The game was viewed differently by many and I heard the odd grumble while in attendance, complaining of a turgid affair and how a point against Bournemouth should not be celebrated. Some see this as a marker of how low the ambition has dropped in recent years but, though I understand this view, as a lifelong Saints fan I try to remain ever the optimist. On current form, the free scoring Cherries who sat in 6th position prior to the encounter and had torn apart Watford on their patch prior to the international break, were expected by most to put Saints to the sword. Bearing this in mind and our recent defensive frailties, I was very impressed with the performance, particularly that of the back four in earning a clean sheet away at one of the League’s top scoring sides. Admittedly it was a game of few chances but we matched Bournemouth blow for blow, frustrated them due to a regimental organisation and shape and could have nicked it late on, after both substitutes Gabbiadini and Armstrong wasted good chances. All in all a promising result and hopefully something on which to build. As for Bournemouth failed, they have pne win in 12 against Saints.

In terms of standouts: I thought the defence looked a lot more solid with the inclusion of the much-maligned Jack Stephens. Perhaps not as much of an aerial presence as Vestergaard but Jack, the Cornwall man our Academy pinched from Plymouth Argyle, possesses greater speed and plays with heart every time he features. Wesley Hoedt was a colossus too, putting in arguably his best performance in a Saints shirt to date. Cédric, rather inconsistent in recent weeks, was solid, making a crucial sliding challenge in his own area but the pick of the bunch had to be Pierre Hojbjerg. Running the show in the engine room, covering every blade of grass and making some incisive passes from the middle of the park, Pierre is becoming a key man and showing the promise expected when purchased from Bayern Munich a few seasons back.

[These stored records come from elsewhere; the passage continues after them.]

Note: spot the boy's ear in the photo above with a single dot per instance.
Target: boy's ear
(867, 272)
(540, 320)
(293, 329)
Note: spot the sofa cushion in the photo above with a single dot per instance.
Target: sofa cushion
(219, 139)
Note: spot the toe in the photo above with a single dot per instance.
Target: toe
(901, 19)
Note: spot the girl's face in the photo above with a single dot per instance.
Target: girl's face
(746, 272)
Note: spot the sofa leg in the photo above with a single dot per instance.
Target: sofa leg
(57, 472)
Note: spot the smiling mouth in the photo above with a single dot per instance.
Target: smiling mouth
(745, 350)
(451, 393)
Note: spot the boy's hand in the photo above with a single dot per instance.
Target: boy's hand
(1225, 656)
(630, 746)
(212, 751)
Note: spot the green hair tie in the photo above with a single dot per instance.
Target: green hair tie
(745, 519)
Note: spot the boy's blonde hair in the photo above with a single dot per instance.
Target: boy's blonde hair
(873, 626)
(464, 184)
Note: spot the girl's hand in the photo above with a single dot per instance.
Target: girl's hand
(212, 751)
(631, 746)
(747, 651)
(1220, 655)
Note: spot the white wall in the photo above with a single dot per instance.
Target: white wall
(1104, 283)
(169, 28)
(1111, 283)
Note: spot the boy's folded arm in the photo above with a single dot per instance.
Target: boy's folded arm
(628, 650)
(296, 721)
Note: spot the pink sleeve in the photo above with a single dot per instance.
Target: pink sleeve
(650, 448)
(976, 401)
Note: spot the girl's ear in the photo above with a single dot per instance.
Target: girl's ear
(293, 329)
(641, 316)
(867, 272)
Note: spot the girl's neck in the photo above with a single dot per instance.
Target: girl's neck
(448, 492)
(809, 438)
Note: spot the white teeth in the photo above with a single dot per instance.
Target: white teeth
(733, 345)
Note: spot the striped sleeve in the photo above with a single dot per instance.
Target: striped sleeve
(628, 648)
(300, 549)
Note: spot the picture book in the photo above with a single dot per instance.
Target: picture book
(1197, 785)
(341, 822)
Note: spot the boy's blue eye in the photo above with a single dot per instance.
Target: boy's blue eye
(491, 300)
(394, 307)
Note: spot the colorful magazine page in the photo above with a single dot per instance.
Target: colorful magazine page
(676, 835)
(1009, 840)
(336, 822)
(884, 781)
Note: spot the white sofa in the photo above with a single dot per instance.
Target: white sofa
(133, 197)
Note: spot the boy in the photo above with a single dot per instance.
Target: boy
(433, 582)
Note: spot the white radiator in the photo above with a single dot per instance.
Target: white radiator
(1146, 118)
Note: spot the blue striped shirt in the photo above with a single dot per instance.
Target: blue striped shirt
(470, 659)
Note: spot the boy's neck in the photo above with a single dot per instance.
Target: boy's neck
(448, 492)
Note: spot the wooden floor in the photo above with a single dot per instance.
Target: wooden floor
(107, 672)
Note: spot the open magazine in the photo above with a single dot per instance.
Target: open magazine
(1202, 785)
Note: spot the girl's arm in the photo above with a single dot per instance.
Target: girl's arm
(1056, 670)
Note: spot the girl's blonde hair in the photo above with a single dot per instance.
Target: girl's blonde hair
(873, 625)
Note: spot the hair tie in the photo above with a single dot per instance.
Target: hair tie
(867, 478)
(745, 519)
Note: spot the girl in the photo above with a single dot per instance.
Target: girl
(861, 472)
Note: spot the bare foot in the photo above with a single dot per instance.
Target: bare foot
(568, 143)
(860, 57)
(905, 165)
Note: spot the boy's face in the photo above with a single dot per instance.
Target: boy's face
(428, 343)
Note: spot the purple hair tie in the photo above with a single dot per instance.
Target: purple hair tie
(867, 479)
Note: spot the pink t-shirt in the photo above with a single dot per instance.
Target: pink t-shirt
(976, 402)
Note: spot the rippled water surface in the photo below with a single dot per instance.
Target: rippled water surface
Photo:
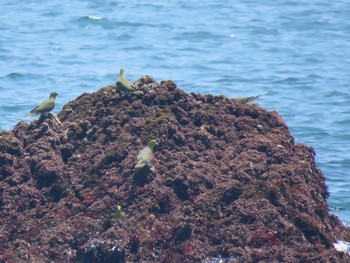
(295, 53)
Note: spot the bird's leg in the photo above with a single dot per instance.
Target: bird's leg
(55, 118)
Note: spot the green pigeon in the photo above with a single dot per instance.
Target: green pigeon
(46, 106)
(245, 100)
(119, 214)
(123, 84)
(145, 156)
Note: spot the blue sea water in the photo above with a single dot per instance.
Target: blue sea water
(295, 53)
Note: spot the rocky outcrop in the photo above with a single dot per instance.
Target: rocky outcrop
(228, 182)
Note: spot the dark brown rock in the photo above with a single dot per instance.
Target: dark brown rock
(227, 181)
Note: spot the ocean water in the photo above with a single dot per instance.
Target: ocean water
(296, 54)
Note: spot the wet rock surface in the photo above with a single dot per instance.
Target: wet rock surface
(227, 181)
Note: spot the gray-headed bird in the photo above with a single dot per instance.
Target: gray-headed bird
(145, 156)
(246, 99)
(46, 106)
(123, 85)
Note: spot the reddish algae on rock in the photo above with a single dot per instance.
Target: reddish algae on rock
(227, 181)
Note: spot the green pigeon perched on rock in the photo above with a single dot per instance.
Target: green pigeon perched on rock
(46, 106)
(246, 99)
(119, 214)
(123, 85)
(145, 156)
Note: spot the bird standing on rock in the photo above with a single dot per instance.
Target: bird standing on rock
(46, 106)
(145, 156)
(123, 84)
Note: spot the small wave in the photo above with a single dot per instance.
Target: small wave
(14, 75)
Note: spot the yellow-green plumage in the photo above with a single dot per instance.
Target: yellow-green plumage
(123, 84)
(46, 106)
(145, 156)
(246, 99)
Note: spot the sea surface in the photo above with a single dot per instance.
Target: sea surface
(296, 54)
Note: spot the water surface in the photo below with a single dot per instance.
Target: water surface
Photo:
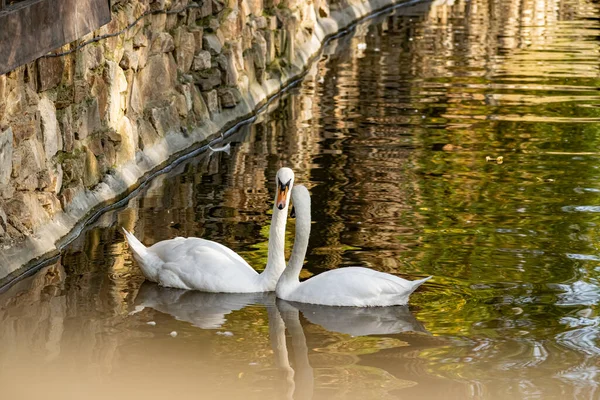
(396, 131)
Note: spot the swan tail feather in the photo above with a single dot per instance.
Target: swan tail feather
(148, 261)
(418, 283)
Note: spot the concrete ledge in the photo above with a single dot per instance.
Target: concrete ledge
(32, 28)
(50, 236)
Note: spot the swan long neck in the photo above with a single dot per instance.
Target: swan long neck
(276, 255)
(290, 277)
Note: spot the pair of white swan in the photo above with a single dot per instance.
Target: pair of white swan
(199, 264)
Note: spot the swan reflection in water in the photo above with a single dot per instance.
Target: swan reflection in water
(209, 311)
(201, 309)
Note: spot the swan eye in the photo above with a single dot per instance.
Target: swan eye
(282, 193)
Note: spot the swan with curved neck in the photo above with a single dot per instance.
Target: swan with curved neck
(351, 286)
(200, 264)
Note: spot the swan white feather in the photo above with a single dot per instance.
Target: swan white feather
(200, 264)
(351, 286)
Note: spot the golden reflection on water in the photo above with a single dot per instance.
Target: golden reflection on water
(390, 130)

Elsewhere at Saints there were wins for both our Under 23s and Women’s teams. Starting with the Under 23s, who welcomed table toppers Wolves to St. Mary’s. Saints offered free entry to the game, a great initiative to see the next generation of players in action and those in attendance were treated to a thriller. Saints lead 2-0, with goals from Michael Obafemi and Marcus Barnes, only for the West Midlands based side to roar back, levelling up at 2-2. However, when all looked lost, Irishman and captain Thomas O’Connor stepped up and headed home the winner from a corner deep into second half stoppage time.

As for our ladies, the team were in action in the Southern Region Women’s Football Premier League Division, travelling to Berkshire to pit their wits against Newbury. Ultimately, the fixture did not prove much of a contest as the red and whites romped home to a 9-0 victory, Ella Pusey notching a hat-trick. Attention turns to the next league fixture against New Milton at AFC Totton’s Testwood Stadium this Sunday, free entry being offered once more for season ticket holders.

Back to the first team, a big week lies ahead starting with the potential relegation 6 pointer against Newcastle, the Premier League’s bottom side. Shortly after on Tuesday comes to the trip to Leicester in the Carabao Cup, a competition which has been kind to us in recent seasons and the team will look to finally get one over on former manager Claude Puel. Lastly, next Sunday, the daunting prospect of Champions Manchester City at the Etihad. I, as I’m sure many others will be happy with a display we can all be proud of, rather than a result come the end of the match. I’ll be at all three fixtures, taking my cousin Cam to City next Sunday. Cam plays for Yeovil Town’s academy and as a football fanatic, longs to visit what is no doubt one of the most impressive stadiums in the country, I couldn’t resist treating him to such an experience because I wanted just the same at his age. Until next time, and I’ll see you at St. Mary’s Saturday. COYR!

Kind regards and have a smashing weekend!